Le fonctionnaire de sécurité de défense (FSD) du CNRS appartient à la direction générale de l'établissement. Il est, au sein du CNRS, le relais fonctionnel du Haut Fonctionnaire de Défense et de Sécurité du ministère de l'Éducation Nationale de l'Enseignement Supérieur et de la Recherche et a en charge la mise en œuvre des orientations et dispositions relevant de la responsabilité du Haut Fonctionnaire de Défense et de Sécurité.

(Sur le Haut Fonctionnaire de Défense et de Sécurité, vous pouvez trouver un bout d'information sur Ouiquipédia...)

Les missions du Fonctionnaire de Sécurité de Défense du CNRS concernent principalement :

* La sécurité des échanges internationaux
* La sécurité des systèmes d'information
* La mise en œuvre de dispositions de défense (habilitations aux informations classifiées, plans d'intervention, etc…)

Sur le premier point, on vous rappelle:

Ces échanges peuvent toutefois être détournés à des fins malveillantes susceptibles de porter atteinte au patrimoine scientifique et technique national voire aux intérêts de la défense nationale.
Une bonne politique de sécurité doit favoriser les échanges et non les brider, sachant que la capacité d'un organisme à protéger son patrimoine renforce sa crédibilité et facilite la confiance de ses partenaires.

Dans ce contexte, le Fonctionnaire de Sécurité de Défense du CNRS est amené à intervenir et formuler son avis sur un certain nombre de procédures d'échanges qui concernent en particulier:

* les accords de coopération scientifique et technique avec des organismes étrangers ne relevant pas de l'Union européenne ;
* les visites et séjours des ressortissants étrangers (ne relevant pas de l'Union européenne) dans les laboratoires de recherche du CNRS (qu'ils soient unités propres de recherche ou unités mixtes) ;
* le recrutement de ressortissants étrangers dans les laboratoires ;
* les missions de chercheurs du CNRS à l'étranger, lorsque ces missions présentent des risques spécifiques pour les personnels concernés.

Etc. etc.

Beaucoup de membres du CNRS ont, paraît-il, appris l'existence du fonctionnaire de sécurité de défense à l'occasion des difficultés faites à Vincent Geisser.

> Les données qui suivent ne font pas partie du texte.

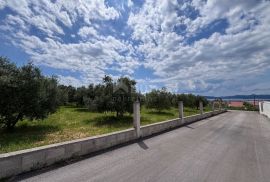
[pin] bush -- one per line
(158, 99)
(24, 92)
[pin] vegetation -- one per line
(29, 105)
(24, 92)
(158, 99)
(71, 122)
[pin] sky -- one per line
(214, 47)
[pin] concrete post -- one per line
(213, 106)
(201, 107)
(136, 118)
(181, 111)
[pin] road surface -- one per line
(234, 146)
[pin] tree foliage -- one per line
(158, 99)
(25, 92)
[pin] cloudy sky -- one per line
(216, 47)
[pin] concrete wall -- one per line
(264, 107)
(26, 160)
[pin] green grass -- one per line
(72, 123)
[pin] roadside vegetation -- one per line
(246, 107)
(36, 110)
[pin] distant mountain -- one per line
(244, 97)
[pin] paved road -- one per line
(234, 146)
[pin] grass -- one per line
(70, 123)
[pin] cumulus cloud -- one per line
(177, 41)
(241, 51)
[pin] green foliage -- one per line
(24, 92)
(108, 96)
(158, 99)
(250, 107)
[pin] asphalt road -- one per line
(234, 146)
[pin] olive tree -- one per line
(24, 93)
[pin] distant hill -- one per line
(244, 97)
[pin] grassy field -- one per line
(72, 123)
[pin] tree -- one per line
(201, 99)
(24, 92)
(123, 96)
(158, 99)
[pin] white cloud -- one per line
(244, 50)
(90, 57)
(205, 65)
(85, 32)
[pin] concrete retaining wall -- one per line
(26, 160)
(264, 107)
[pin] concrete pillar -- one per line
(201, 107)
(181, 111)
(213, 106)
(137, 118)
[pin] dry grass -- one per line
(70, 123)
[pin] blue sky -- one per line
(216, 47)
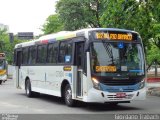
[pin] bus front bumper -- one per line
(98, 96)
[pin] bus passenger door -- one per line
(79, 63)
(18, 67)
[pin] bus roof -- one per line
(66, 35)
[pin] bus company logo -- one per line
(67, 68)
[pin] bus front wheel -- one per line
(68, 96)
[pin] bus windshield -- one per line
(117, 58)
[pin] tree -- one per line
(53, 24)
(77, 14)
(6, 46)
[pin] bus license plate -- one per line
(121, 95)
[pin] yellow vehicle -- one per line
(3, 68)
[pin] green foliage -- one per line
(153, 54)
(53, 24)
(77, 14)
(142, 16)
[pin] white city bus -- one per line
(3, 68)
(100, 65)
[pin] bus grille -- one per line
(120, 82)
(114, 97)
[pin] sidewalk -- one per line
(153, 88)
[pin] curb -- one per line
(151, 80)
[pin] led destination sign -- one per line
(114, 36)
(105, 69)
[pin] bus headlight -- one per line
(142, 84)
(96, 84)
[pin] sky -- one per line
(25, 15)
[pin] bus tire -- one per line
(29, 93)
(68, 96)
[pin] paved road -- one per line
(14, 101)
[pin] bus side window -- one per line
(41, 54)
(32, 55)
(25, 56)
(65, 53)
(52, 53)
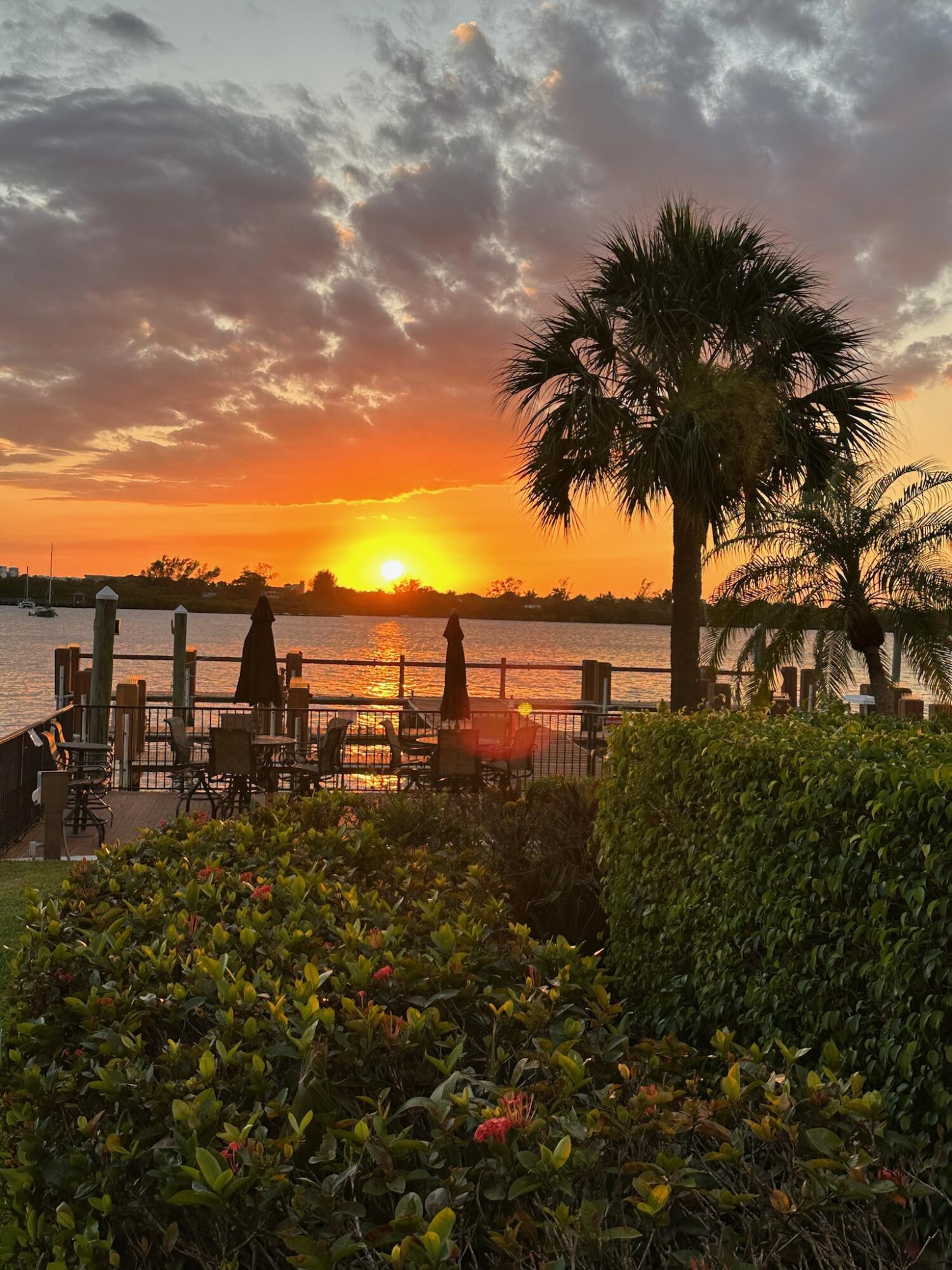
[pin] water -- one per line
(27, 655)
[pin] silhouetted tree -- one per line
(694, 366)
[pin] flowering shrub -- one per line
(232, 1080)
(793, 878)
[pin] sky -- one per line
(261, 260)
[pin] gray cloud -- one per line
(129, 29)
(199, 283)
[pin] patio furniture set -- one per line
(241, 763)
(89, 765)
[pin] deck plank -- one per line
(133, 811)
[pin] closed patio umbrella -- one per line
(455, 705)
(260, 681)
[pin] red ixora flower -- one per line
(893, 1175)
(494, 1130)
(519, 1111)
(651, 1094)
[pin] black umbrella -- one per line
(456, 700)
(260, 681)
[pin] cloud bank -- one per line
(215, 297)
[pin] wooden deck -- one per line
(131, 813)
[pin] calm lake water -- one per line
(27, 655)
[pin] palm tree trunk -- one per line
(879, 683)
(690, 537)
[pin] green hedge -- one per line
(790, 876)
(315, 1038)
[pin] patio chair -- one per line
(408, 760)
(190, 777)
(88, 788)
(458, 759)
(517, 764)
(494, 727)
(233, 761)
(328, 764)
(241, 719)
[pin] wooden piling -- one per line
(299, 705)
(63, 671)
(180, 645)
(191, 674)
(128, 732)
(808, 688)
(102, 680)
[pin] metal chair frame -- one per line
(188, 775)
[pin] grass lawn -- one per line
(15, 876)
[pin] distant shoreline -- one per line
(199, 606)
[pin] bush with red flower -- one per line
(270, 1093)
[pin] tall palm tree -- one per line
(694, 365)
(865, 553)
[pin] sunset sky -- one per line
(261, 258)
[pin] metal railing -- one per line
(503, 669)
(568, 742)
(21, 763)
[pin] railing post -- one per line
(126, 728)
(191, 675)
(180, 642)
(789, 684)
(299, 713)
(102, 680)
(81, 700)
(142, 698)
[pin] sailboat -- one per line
(27, 603)
(48, 609)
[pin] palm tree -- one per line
(849, 561)
(694, 365)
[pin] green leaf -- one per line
(826, 1141)
(442, 1224)
(210, 1165)
(522, 1187)
(562, 1153)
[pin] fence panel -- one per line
(567, 744)
(21, 763)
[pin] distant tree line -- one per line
(172, 581)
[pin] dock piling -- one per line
(102, 679)
(180, 642)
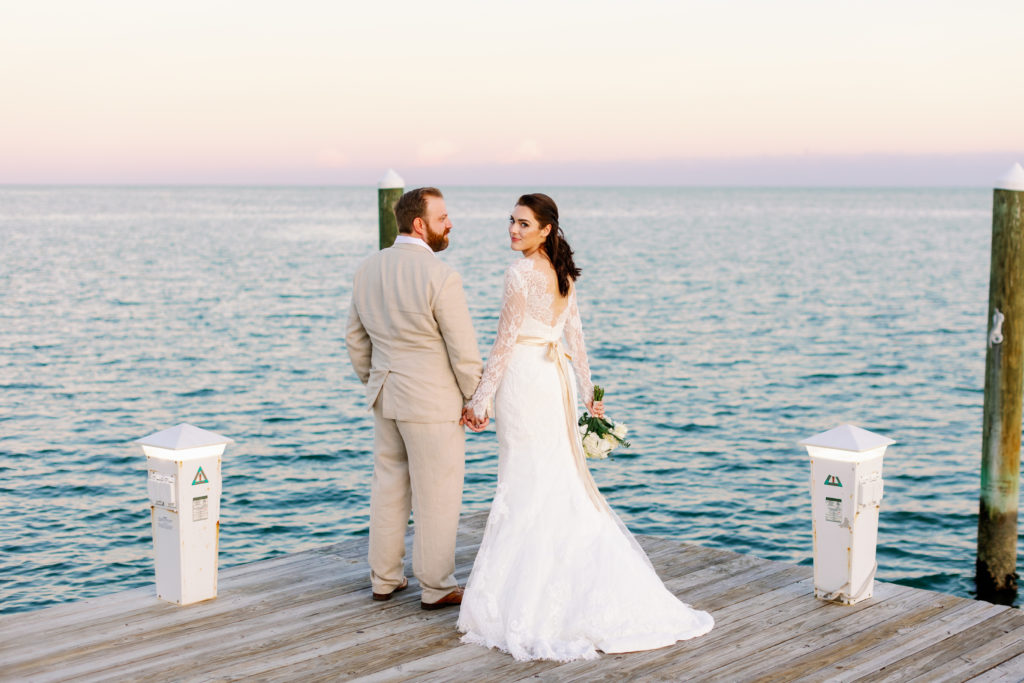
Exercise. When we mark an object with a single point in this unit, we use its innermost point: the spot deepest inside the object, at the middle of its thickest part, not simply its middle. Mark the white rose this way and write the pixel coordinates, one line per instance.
(592, 446)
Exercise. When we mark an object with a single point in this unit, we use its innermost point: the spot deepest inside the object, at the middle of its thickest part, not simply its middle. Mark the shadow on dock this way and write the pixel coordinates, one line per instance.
(308, 616)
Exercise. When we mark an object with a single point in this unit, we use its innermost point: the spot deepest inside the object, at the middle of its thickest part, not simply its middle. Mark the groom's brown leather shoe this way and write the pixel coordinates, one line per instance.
(453, 598)
(387, 596)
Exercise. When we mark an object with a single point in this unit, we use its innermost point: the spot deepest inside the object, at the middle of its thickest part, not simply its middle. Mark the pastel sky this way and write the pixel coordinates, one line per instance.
(563, 91)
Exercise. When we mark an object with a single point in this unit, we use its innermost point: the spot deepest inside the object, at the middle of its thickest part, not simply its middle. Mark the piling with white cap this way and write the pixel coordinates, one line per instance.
(389, 190)
(184, 486)
(1000, 437)
(846, 491)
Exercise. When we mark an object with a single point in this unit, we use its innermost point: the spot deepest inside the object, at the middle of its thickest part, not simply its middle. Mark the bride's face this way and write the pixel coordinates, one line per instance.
(524, 230)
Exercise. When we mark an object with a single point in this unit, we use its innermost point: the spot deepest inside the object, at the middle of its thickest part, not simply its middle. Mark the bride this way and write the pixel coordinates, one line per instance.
(557, 575)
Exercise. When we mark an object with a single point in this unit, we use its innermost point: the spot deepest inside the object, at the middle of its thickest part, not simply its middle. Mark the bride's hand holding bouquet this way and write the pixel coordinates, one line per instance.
(599, 434)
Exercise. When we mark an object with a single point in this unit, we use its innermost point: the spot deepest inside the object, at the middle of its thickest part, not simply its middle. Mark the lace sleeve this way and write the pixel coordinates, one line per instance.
(573, 339)
(513, 310)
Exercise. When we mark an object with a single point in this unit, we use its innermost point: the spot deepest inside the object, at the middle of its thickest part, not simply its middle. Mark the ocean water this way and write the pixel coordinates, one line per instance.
(726, 325)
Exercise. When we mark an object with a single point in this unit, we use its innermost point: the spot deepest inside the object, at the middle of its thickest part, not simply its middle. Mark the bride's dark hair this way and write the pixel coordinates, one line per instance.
(555, 246)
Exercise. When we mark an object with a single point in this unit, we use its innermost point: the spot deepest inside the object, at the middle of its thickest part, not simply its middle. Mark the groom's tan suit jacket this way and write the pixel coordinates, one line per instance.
(412, 343)
(410, 336)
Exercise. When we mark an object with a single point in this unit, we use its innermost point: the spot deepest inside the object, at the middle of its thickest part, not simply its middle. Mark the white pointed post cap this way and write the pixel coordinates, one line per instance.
(183, 436)
(848, 437)
(1013, 179)
(391, 180)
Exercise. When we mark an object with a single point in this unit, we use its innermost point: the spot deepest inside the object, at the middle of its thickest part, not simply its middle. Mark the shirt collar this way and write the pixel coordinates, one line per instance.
(410, 240)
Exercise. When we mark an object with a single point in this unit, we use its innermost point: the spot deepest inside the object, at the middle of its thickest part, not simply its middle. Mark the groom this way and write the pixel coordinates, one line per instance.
(412, 343)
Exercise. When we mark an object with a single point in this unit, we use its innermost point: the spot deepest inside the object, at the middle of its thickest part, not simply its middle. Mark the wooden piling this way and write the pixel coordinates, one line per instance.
(996, 565)
(388, 191)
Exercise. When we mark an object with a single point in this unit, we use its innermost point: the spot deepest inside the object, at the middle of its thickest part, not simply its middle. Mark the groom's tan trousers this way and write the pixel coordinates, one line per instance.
(417, 466)
(411, 341)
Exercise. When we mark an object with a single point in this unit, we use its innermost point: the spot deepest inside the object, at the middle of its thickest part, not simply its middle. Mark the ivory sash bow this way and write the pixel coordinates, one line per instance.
(557, 355)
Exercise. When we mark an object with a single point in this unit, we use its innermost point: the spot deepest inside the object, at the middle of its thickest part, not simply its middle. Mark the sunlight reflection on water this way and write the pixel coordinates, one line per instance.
(726, 325)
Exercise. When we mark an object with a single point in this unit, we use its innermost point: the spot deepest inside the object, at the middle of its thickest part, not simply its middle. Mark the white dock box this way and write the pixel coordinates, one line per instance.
(184, 487)
(846, 491)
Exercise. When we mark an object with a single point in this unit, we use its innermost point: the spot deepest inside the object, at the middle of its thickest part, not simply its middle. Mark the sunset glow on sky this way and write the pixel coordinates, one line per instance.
(325, 92)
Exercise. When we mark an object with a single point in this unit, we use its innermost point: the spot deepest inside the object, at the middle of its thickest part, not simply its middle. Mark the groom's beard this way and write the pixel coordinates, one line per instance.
(437, 241)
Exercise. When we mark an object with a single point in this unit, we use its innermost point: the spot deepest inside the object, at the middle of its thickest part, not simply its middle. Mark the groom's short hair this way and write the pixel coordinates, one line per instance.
(413, 205)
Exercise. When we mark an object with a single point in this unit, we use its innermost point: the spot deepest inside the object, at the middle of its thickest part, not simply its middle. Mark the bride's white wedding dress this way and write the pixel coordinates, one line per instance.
(557, 575)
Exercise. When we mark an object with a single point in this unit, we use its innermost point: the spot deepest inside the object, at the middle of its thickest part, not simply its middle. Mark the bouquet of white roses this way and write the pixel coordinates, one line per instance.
(600, 435)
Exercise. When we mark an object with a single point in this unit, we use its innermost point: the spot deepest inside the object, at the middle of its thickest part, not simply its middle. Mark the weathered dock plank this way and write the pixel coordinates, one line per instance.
(308, 616)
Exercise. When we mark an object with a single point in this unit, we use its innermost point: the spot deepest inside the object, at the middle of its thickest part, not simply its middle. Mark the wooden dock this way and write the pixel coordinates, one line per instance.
(308, 616)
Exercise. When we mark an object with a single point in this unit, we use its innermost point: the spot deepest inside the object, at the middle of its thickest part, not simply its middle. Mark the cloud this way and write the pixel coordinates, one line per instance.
(433, 153)
(332, 158)
(526, 151)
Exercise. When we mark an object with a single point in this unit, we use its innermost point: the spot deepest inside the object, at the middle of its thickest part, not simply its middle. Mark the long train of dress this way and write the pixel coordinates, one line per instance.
(557, 575)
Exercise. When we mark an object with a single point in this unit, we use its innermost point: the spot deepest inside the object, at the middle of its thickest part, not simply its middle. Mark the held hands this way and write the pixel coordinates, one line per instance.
(470, 420)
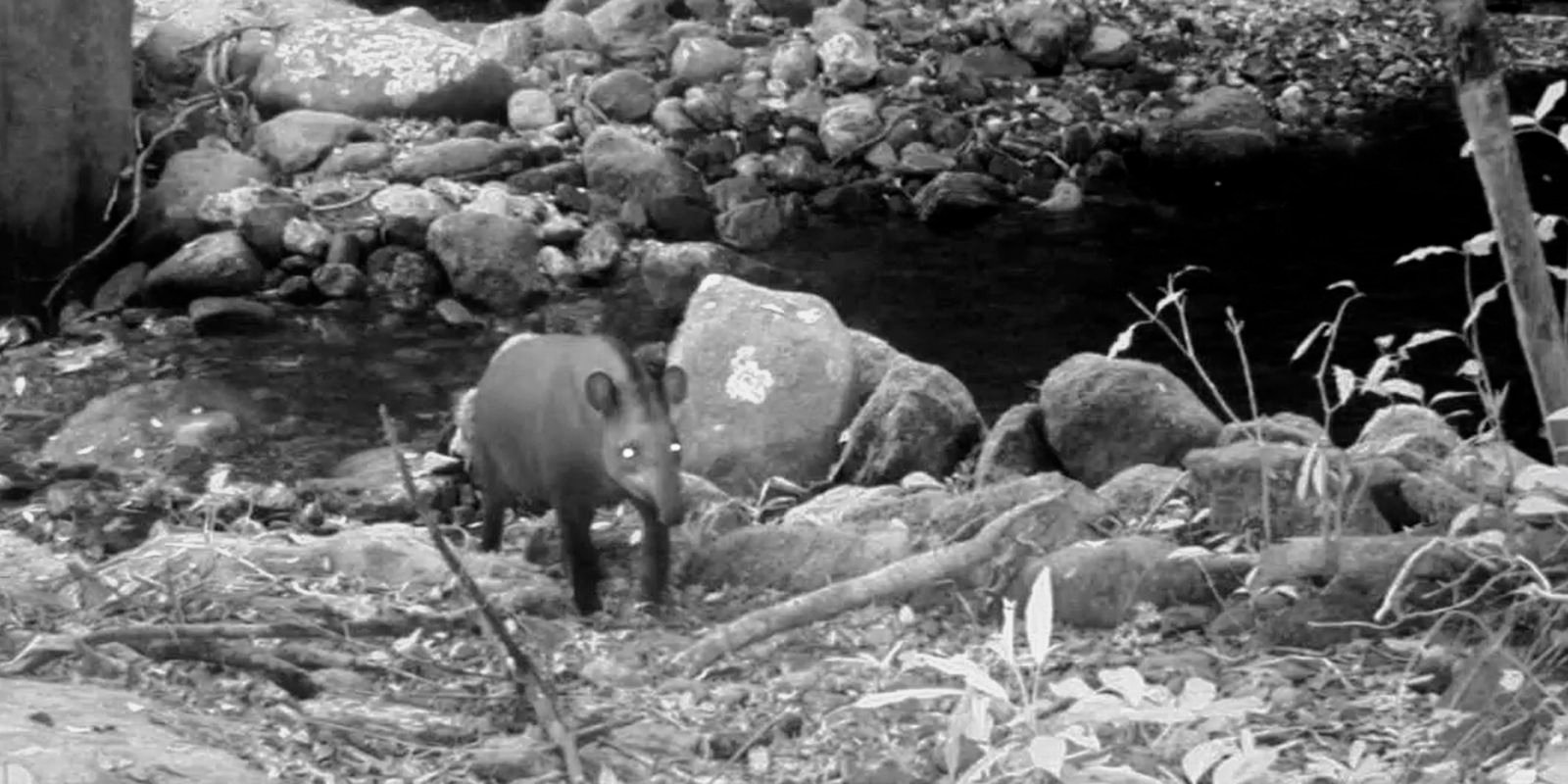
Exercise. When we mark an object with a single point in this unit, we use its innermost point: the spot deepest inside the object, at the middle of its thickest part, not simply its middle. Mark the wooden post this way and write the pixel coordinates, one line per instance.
(1473, 60)
(65, 135)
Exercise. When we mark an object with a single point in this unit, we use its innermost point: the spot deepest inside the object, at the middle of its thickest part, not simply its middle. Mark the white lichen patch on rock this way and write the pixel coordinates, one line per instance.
(749, 380)
(413, 60)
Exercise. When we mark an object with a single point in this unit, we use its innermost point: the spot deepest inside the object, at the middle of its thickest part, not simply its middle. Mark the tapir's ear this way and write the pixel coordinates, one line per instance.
(674, 384)
(601, 392)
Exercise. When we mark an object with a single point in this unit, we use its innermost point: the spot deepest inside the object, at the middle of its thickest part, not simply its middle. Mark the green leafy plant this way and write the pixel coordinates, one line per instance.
(1073, 729)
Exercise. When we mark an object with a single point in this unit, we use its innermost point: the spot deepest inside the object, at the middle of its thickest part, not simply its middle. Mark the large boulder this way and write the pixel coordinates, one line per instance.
(772, 383)
(1105, 415)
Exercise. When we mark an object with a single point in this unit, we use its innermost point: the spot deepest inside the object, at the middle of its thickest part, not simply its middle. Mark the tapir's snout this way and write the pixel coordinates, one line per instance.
(659, 488)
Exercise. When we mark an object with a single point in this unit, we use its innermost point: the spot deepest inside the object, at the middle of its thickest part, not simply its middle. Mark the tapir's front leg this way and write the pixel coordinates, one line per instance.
(656, 556)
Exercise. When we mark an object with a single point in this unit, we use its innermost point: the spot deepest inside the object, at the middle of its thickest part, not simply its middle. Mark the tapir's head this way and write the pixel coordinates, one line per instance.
(642, 451)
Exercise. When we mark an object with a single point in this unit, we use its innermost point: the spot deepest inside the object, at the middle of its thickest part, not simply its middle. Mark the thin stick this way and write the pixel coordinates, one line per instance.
(532, 687)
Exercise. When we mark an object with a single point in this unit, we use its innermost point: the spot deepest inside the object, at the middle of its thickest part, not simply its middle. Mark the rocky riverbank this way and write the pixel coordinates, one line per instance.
(566, 151)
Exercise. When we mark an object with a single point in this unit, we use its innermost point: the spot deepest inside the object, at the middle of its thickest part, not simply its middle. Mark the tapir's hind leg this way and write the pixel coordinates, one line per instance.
(574, 519)
(494, 499)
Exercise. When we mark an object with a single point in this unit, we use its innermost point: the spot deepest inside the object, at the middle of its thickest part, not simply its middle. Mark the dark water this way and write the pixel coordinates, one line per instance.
(1003, 305)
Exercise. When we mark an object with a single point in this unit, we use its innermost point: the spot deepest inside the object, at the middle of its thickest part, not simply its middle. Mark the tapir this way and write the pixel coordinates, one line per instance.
(574, 423)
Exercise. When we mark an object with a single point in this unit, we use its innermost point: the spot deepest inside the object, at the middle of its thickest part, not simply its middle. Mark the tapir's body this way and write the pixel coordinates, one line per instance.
(574, 422)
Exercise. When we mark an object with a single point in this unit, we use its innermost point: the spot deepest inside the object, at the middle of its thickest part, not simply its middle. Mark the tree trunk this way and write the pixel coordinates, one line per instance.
(1473, 60)
(65, 135)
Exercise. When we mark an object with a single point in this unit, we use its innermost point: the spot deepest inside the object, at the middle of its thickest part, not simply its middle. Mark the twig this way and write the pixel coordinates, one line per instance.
(532, 687)
(138, 185)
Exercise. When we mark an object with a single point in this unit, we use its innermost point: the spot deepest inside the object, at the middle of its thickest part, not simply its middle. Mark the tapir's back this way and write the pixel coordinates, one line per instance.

Vont-ils en profiter pour exiger, au delà de la revendication de la liberté de recherche, une remise à plat de son rôle ?

Ce serait une bonne idée...

Les autres administrations pourraient en profiter pour se poser la question de la fonction de ces taupes sécuritaires...

Ainsi, dans l'éducation nationale, combien d'enseignants ont pris connaissance de cette page du site de leur ministère, ou de cette autre (qui est plus drôle) sur "l'esprit de défense et de sécurité" ?

4 commentaires:

Marianne a dit…

Les rapports sont intéressants aussi.Ouf , je vais pouvoir dormir sur mes deux oreilles , tout est sécurisé !

Guy M. a dit…

Enfin, presque tout. Je me méfie toujours de mes oreillers.

olive a dit…

Brrrr... Ça ne me console pas d'avoir dû quitter tout ça sous des pressions aux visées identiques, déguisées autrement.

J'ai découvert les zoulies images de Plonk & Replonk à l'Atelier n° 1 de la rue du Jourdain (la "petite" sœur d'en face n'existait pas encore, il me semble).

Elles sont du meilleur goût. Il fallait donc bien qu'elles apparaissent ici un jour ou l'autre.

À part ça, le niveau de l'horreur monte, monte comme une huile gluante.

Guy M. a dit…

La librairie l'Atelier a beaucoup fait pour faire connaitre Plonk & Replonk. C'est là que j'ai découvert la sellerie Rémoulade, et l'Essayeur d'obus. Je replonge assez régulièrement dans cette addiction.

C'est moins dangereux que de plonger dans l'huile gluante.